One of the points that Mr. Clark makes in the book, and that was reiterated in an op-ed article in Saturday’s number of the Times, is that part of the power of Kennedy’s speech came from its autobiographical nature. When he spoke of the torch being passed “to a new generation of Americans – born in this century, tempered by war, disciplined by a hard and bitter peace, proud of our ancient heritage,” he was speaking of his own life in a literal way.


That passage was followed by the new president’s most famous vow: “Let every nation know, whether it wishes us well or ill, that we shall pay any price, bear any burden, meet any hardship, support any friend, oppose any foe, in order to assure the survival and the success of liberty.” This is the phrasing that inspired our expedition in Vietnam and that has stuck in the minds of millions over the years. It is against that declaration that American politics seems to be at such an ironical pass.


For in the election just ended, it was the Republican who, while so different in style, carried the substance of these sentiments to the voters, while it was the Democrat, Senator Kerry, who, while affecting so many similarities of the Kennedy style, campaigned to repudiate these sentiments. It was President Bush who fought for and won the $87 billion in funding for our troops in Iraq that became the symbol of this issue, and it was Senator Kerry, another Massachusetts Democrat, who voted against it and, incidentally, who went on to argue for a more pragmatic, less idealistic foreign policy.


When did this happen? When was the moment at which the Democrats relinquished the mantle of leadership in the struggle for the success of liberty? When, and how? Some say it was relinquished at the Bay of Pigs or, later, during the Cuban missile crisis, when, it turns out, Kennedy signaled he would pull American missiles out of Turkey if the Russians retreated in Cuba. Others reckon Kennedy relinquished the mantle when he authorized the coup that led to the murder of President Diem in South Vietnam.

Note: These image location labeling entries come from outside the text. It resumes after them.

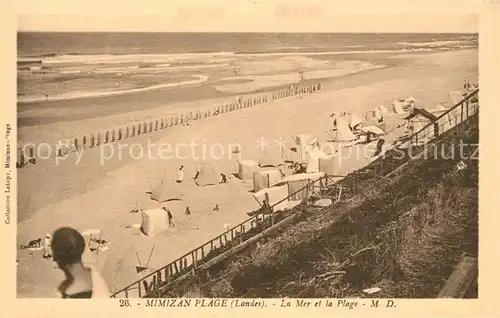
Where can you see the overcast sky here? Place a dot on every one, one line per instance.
(249, 16)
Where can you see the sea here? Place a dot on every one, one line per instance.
(57, 44)
(69, 76)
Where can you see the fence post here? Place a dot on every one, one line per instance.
(194, 256)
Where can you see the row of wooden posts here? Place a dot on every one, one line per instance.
(66, 147)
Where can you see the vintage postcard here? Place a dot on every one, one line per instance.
(276, 157)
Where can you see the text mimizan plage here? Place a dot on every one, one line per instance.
(8, 173)
(260, 303)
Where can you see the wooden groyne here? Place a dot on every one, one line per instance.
(30, 152)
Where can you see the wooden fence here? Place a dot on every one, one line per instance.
(188, 263)
(64, 148)
(326, 187)
(461, 280)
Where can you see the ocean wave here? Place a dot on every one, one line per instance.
(199, 79)
(122, 58)
(434, 43)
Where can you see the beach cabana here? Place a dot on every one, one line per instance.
(246, 168)
(273, 195)
(354, 121)
(166, 191)
(271, 157)
(343, 133)
(399, 106)
(265, 179)
(154, 221)
(122, 269)
(207, 175)
(313, 162)
(418, 119)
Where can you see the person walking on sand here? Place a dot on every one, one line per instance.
(47, 248)
(180, 174)
(170, 217)
(223, 178)
(81, 282)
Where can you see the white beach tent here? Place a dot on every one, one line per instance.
(154, 221)
(246, 168)
(343, 133)
(274, 195)
(373, 114)
(384, 111)
(166, 191)
(127, 265)
(374, 130)
(399, 107)
(271, 157)
(207, 175)
(265, 179)
(354, 120)
(313, 162)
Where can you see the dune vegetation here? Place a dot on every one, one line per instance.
(404, 233)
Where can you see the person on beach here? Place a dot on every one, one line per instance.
(378, 150)
(47, 249)
(467, 86)
(223, 178)
(81, 282)
(266, 208)
(170, 217)
(180, 174)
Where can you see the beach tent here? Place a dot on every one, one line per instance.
(329, 148)
(271, 157)
(273, 195)
(297, 182)
(343, 133)
(207, 175)
(246, 168)
(304, 139)
(399, 107)
(313, 164)
(374, 130)
(354, 120)
(304, 143)
(265, 179)
(330, 166)
(166, 191)
(373, 114)
(384, 111)
(154, 221)
(127, 265)
(438, 110)
(455, 97)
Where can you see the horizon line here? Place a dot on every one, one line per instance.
(253, 32)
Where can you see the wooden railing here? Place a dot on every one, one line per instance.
(461, 280)
(189, 262)
(65, 147)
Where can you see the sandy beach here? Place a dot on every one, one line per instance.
(90, 195)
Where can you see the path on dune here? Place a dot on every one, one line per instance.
(90, 195)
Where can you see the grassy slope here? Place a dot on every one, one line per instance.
(404, 236)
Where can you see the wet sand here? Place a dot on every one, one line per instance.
(90, 195)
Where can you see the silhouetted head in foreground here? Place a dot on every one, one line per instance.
(67, 247)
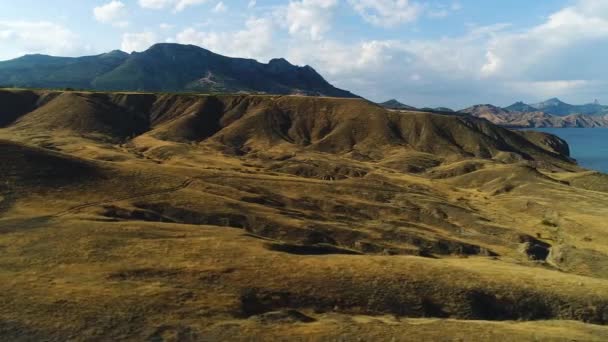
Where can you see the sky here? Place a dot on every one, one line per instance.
(452, 53)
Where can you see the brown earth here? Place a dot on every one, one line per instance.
(181, 217)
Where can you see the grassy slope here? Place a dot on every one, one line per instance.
(205, 225)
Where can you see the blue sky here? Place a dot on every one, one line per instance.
(425, 53)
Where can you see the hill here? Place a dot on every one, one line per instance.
(535, 119)
(520, 107)
(557, 107)
(166, 67)
(394, 104)
(189, 217)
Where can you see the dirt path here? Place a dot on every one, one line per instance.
(75, 209)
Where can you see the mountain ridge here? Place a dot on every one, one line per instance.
(166, 67)
(542, 115)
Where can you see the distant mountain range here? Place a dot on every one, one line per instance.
(547, 114)
(396, 105)
(542, 116)
(166, 68)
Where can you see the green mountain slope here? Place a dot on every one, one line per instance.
(166, 67)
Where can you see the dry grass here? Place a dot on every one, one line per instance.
(227, 212)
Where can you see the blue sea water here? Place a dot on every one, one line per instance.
(589, 146)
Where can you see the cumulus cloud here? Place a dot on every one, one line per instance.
(138, 41)
(387, 13)
(22, 37)
(220, 7)
(113, 12)
(176, 5)
(309, 18)
(255, 40)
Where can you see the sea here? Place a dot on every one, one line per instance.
(589, 146)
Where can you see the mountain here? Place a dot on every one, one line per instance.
(40, 71)
(520, 107)
(557, 107)
(489, 112)
(394, 104)
(166, 68)
(527, 118)
(188, 217)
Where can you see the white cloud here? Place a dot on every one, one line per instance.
(254, 41)
(387, 13)
(176, 5)
(25, 37)
(182, 4)
(156, 4)
(309, 18)
(138, 41)
(220, 7)
(113, 12)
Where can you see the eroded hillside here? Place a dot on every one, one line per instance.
(159, 216)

Others might say that the default came the year President Johnson ran against Senator Goldwater, when LBJ mocked the conservative with the famous advertisement showing a little girl plucking petals from a daisy until an atomic bomb went off. It ushered in an era when the Democrats sought to be perceived as less likely to risk all in the war with the Soviet Union. Still others might suggest the tipping point came when Johnson chose not to run, rather than to see out the fight in Vietnam.


Nixon failed to pick up the mantle. His presidency was marked by retreat in Vietnam and detente with the Soviet Union. He truckled to the Red Chinese. President Carter sounded some of the noblest themes ever uttered by a president, such as his Notre Dame speech, where he marked the point that the great democracies of the world were not free because they were rich but rich because they were free. He engaged, through proxies, the Soviets in Afghanistan. But he kissed Brezhnev and turned his human rights rhetoric against America and the flaws of our allies.

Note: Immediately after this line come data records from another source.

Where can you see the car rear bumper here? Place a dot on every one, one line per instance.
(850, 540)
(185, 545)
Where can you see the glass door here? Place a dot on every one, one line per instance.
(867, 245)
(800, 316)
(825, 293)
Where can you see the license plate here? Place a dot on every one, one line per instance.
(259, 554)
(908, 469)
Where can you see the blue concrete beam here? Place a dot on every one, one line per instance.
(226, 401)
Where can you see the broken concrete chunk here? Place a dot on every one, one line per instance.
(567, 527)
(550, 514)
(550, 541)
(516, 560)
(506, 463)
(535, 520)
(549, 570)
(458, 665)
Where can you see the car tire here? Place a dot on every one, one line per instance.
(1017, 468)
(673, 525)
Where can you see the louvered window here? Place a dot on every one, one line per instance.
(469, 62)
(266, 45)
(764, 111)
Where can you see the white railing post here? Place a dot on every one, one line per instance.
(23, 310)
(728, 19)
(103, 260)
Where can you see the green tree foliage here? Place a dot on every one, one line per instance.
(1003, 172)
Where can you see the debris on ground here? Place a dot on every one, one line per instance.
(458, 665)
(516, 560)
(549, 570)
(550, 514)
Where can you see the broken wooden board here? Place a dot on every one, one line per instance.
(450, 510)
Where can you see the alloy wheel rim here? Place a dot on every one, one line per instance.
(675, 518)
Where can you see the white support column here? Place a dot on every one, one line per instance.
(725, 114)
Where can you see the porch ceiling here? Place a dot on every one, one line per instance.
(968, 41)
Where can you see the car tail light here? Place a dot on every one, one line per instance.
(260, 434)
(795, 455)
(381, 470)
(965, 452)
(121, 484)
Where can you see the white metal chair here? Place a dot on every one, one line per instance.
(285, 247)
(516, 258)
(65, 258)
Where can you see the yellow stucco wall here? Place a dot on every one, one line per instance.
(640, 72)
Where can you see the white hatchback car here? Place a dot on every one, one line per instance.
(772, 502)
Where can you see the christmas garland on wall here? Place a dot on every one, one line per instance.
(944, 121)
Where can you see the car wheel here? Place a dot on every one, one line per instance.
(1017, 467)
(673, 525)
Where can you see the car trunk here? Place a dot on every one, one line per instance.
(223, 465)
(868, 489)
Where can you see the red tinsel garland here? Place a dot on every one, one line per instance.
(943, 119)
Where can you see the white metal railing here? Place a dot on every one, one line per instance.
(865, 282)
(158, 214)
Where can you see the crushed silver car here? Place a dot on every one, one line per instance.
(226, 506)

It fell onto Reagan’s shoulders to pick up the mantle of leadership in the global fight for freedom. He abandoned the idea of peaceful coexistence and initiated the rollback that brought the defeat of Soviet Russia, the unification of Germany, and the expansion of democracy in Central America and Africa. It was a vast and sophisticated leadership, involving a rebuilding of the defense budget, the backing of the twilight wars, a brilliant fight against the Sandinistas and other communistic regimes in Central America and the Caribbean, and the greatest presidential act of the 20th century, walking away from the brink of appeasement at Reykjavik.

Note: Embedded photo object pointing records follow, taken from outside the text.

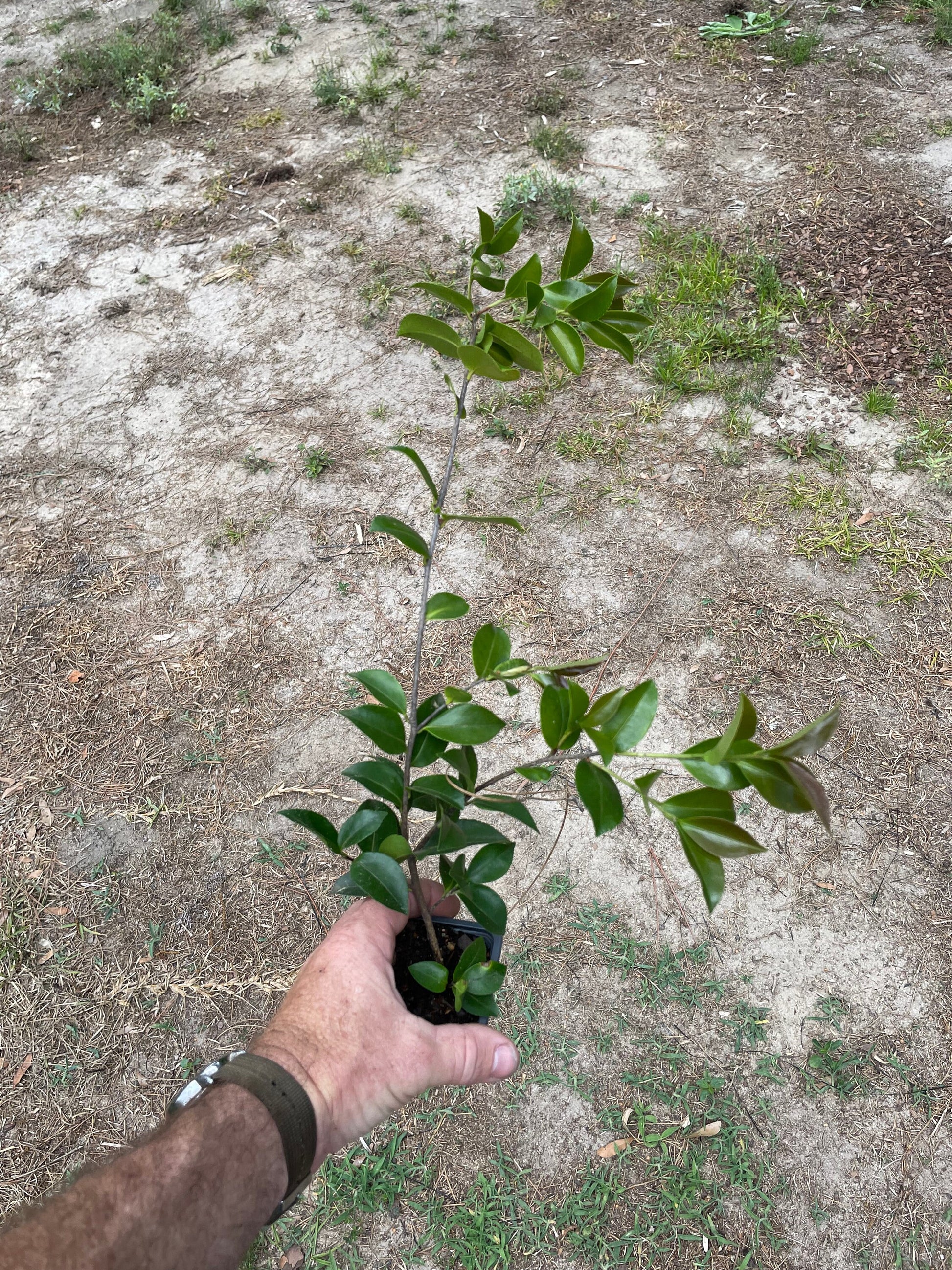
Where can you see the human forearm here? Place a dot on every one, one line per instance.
(192, 1196)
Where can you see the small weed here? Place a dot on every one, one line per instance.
(499, 428)
(255, 462)
(814, 445)
(376, 158)
(250, 9)
(879, 402)
(833, 1067)
(267, 120)
(793, 50)
(556, 144)
(633, 205)
(547, 101)
(535, 189)
(823, 634)
(410, 212)
(317, 460)
(929, 449)
(556, 886)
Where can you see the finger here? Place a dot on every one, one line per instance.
(470, 1055)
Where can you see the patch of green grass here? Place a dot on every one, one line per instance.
(376, 158)
(315, 459)
(714, 309)
(793, 50)
(136, 64)
(816, 446)
(633, 205)
(556, 144)
(556, 886)
(536, 191)
(662, 976)
(547, 101)
(879, 402)
(929, 449)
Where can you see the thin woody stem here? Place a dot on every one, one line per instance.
(418, 661)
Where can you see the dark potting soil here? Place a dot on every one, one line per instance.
(413, 945)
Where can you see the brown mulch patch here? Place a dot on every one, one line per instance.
(883, 262)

President Bush turned out to be a transitional figure, and President Clinton lacked the biography that Professor Clark teaches was so important to Kennedy’s inaugural. He was a child of the peace movement, who, in the most desperate hours of the fight for freedom in Southeast Asia, failed to report. As president, he was prepared to use force, at least from the air, as he showed in the Balkans. But he was not a master of it, and he was by instinct a conciliator. He failed to enforce United Nations sanctions in Iraq. Toward the end of his presidency, he made a trip to Vietnam and, en route, told the Associated Press that he had a better grasp now than he once did of what Johnson faced.


It was not until war was brought to our shores on September 11 that America was confronted with a test that a president could not dodge, which is how George W. Bush came to prove the point JFK was making when he said, “In the long history of the world, only a few generations have been granted the role of defending freedom in its hour of maximum danger.” The energy, the faith, the devotion which Americans bring to this endeavor would, Kennedy said, light our country and all who serve it and light the world. And he issued his exhortation to his fellow Americans: “Ask not what your country can do for you – ask what you can do for your country.”